I found this guide explains how to combine Keras and Tensorflow. But I'm still unsure how to export everything as one model.
I know Tensorflow has built-in string splitting, file I/O, and dictionary lookup operations.
Pre-processing logic using Tensorflow operations:
# Get input text
input_string_tensor = tf.placeholder(tf.string, shape={1})
# Split input text by whitespace
splitted_string = tf.string_split(input_string_tensor, " ")
# Read index lookup dictionary
token_to_idx_dict = tf.contrib.lookup.HashTable(tf.contrib.lookup.TextFileInitializer("vocab.txt", tf.string, 0, tf.int64, 1, delimiter=","), -1)

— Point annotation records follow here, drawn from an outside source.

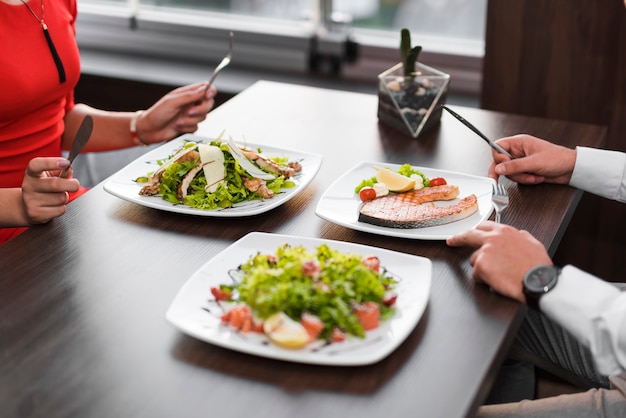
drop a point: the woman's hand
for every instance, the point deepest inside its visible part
(178, 112)
(503, 256)
(536, 161)
(44, 195)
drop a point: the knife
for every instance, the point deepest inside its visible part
(80, 140)
(491, 143)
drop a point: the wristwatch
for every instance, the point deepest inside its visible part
(538, 281)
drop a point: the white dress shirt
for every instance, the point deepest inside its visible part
(593, 310)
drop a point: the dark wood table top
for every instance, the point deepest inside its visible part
(83, 298)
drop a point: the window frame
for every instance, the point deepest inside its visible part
(177, 46)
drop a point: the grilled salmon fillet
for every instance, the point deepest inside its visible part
(415, 209)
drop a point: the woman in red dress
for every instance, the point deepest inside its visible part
(39, 68)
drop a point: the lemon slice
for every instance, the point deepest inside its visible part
(395, 182)
(285, 332)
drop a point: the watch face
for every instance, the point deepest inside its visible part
(541, 279)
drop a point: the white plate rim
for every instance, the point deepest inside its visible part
(187, 311)
(344, 202)
(122, 185)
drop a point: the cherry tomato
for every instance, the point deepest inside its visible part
(220, 294)
(373, 263)
(367, 193)
(438, 181)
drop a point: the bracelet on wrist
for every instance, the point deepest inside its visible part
(133, 129)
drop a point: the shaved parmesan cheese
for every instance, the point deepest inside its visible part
(246, 164)
(212, 160)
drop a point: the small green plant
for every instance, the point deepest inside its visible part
(408, 54)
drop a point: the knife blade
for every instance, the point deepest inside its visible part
(80, 140)
(491, 143)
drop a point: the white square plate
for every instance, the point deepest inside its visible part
(340, 204)
(122, 184)
(195, 312)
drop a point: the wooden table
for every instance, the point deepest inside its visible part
(83, 298)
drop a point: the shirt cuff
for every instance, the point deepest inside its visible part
(600, 172)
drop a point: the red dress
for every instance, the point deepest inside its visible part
(33, 101)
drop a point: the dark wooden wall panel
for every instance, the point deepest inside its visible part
(566, 59)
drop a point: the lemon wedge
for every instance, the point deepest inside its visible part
(285, 332)
(395, 182)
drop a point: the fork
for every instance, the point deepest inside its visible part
(500, 200)
(225, 61)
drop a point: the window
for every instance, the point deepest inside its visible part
(294, 38)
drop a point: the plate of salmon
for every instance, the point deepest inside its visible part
(428, 213)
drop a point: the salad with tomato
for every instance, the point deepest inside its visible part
(296, 296)
(386, 181)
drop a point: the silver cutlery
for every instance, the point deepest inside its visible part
(80, 140)
(224, 63)
(500, 198)
(491, 143)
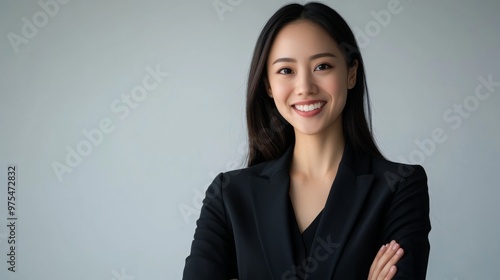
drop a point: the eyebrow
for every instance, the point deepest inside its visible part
(313, 57)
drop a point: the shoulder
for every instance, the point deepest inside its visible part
(399, 175)
(244, 177)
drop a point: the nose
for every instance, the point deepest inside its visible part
(305, 84)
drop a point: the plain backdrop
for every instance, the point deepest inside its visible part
(118, 114)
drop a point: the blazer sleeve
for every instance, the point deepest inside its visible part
(408, 222)
(212, 254)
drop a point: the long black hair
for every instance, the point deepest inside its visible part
(269, 134)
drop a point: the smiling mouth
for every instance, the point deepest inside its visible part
(310, 107)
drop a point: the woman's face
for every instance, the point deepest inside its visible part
(309, 78)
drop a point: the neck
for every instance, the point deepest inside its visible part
(318, 155)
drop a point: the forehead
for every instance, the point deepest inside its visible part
(302, 38)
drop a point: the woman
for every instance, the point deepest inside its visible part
(318, 199)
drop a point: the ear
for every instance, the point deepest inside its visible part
(351, 76)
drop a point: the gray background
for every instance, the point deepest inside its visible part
(127, 210)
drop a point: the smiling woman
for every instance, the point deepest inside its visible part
(317, 200)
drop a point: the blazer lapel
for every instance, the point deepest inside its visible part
(344, 202)
(271, 209)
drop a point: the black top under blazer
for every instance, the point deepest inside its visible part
(243, 231)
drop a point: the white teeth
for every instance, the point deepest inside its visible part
(308, 108)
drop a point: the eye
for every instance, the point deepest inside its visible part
(285, 71)
(323, 66)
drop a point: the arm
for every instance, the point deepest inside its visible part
(408, 223)
(212, 254)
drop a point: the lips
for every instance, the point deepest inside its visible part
(308, 108)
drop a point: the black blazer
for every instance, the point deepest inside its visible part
(243, 229)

# Convert tokens to indexes
token_idxs = token_to_idx_dict.lookup(splitted_string)
# Pad zeros to fixed length
token_idxs_padded = tf.pad(token_idxs, ...)
Q: How can I use these Tensorflow pre-defined pre-processing operations and my Keras layers together to both train and then export the model as a "black box" for use in Tensorflow Serving?